Tuesday, August 8, 2017

How many symbols are in a script?

Given Zipf's law, it seems like you should be able to calculate the number of symbols in a script based on the number of symbols that only occur only one time in a sample of text.

I worked out the math, but the code I've written to do the calculation is very slow when it comes to scripts with a large number of symbols (like Debosnys' cipher), so I also wrote a Monte Carlo simulation that can come up with an approximate answer much more quickly.

The Debosnys ciphers contain 1188 glyphs, of which 277 occur only once. For a text like this we would expect a total glyph inventory of around 1500 symbols.

Here is what the distribution looks like for texts of 1188 symbols.

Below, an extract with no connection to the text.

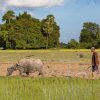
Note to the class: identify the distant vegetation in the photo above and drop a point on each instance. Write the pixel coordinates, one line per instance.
(26, 32)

The x-axis is the inventory of symbols, and the y-axis is the number that would appear only once in a distribution that conforms to Zipf's law.


Monday, August 7, 2017

Another note on N-Glyphs

To test the hypothesis that the subglyph N represents nasalization of a vowel, I looked at the frequency of nasalized syllables in Beaudelaire's Fleurs du Mal and compared it to the cipher poem.

I have a copy of Fleurs du Mal containing 3182 Alexandrine lines. (One poem in this copy is not an Alexandrine). Among these lines, I count 6536 nasalized syllables, so an average of 2.05 nasalized syllables per line.

If the Debosnys cipher poem is a French Alexandrine, and the N subglyph represents nasalization (and is the only representation of nasalization), then we should expect to find a similar distribution of N subglyphs in the cipher poem.

Of the 20 lines of the cipher poem, I counted a total of 30 n-glyphs, so an average of 1.5 n-glyphs per line. More specifically, the number of n-glyphs per line was distributed as follows:

0 n-glyphs: 2 lines, 10%
1 n-glyph: 6 lines, 30%
2 n-glyphs: 9 lines, 45%
3 n-glyphs: 2 lines, 10%

Among the Alexandrine lines of Fleurs du Mal we have the following distribution:

0 nasalized vowels: 366 lines, 11.5%
1 nasalized vowel: 816 lines, 25.6%
2 nasalized vowels: 897 lines, 28.2%
3 nasalized vowels: 658 lines, 20.1%
4 nasalized vowels: 312 lines, 9.8%
5 nasalized vowels: 101 lines, 3.2%
6-7 nasalized vowels: 32 lines, 1.6%

This looks like a promising match, but more work needs to be done obviously.

A look at N-Glyphs

In this post I'll take a look at a single class of Debosnys glyphs that I call "N-Glyphs", in hopes of ferreting out some details on how the cipher works.

N-glyphs are characterized by having a subglyph at the top that looks like a tilde (~), which I transliterate as N. The N subglyph has the following properties:
  • It cannot occur on its own, but only in combination with other subglyphs
  • It can only occur at the top of a glyph, or else directly under another N subglyph
  • Though N cannot occur on its own, N.N frequently occurs on its own
The following are examples of all of the types of N-glyphs that I have identified:


If we assume that these glyphs represent syllables, then the observed properties of the N subglyph may give us a clue into what it represents.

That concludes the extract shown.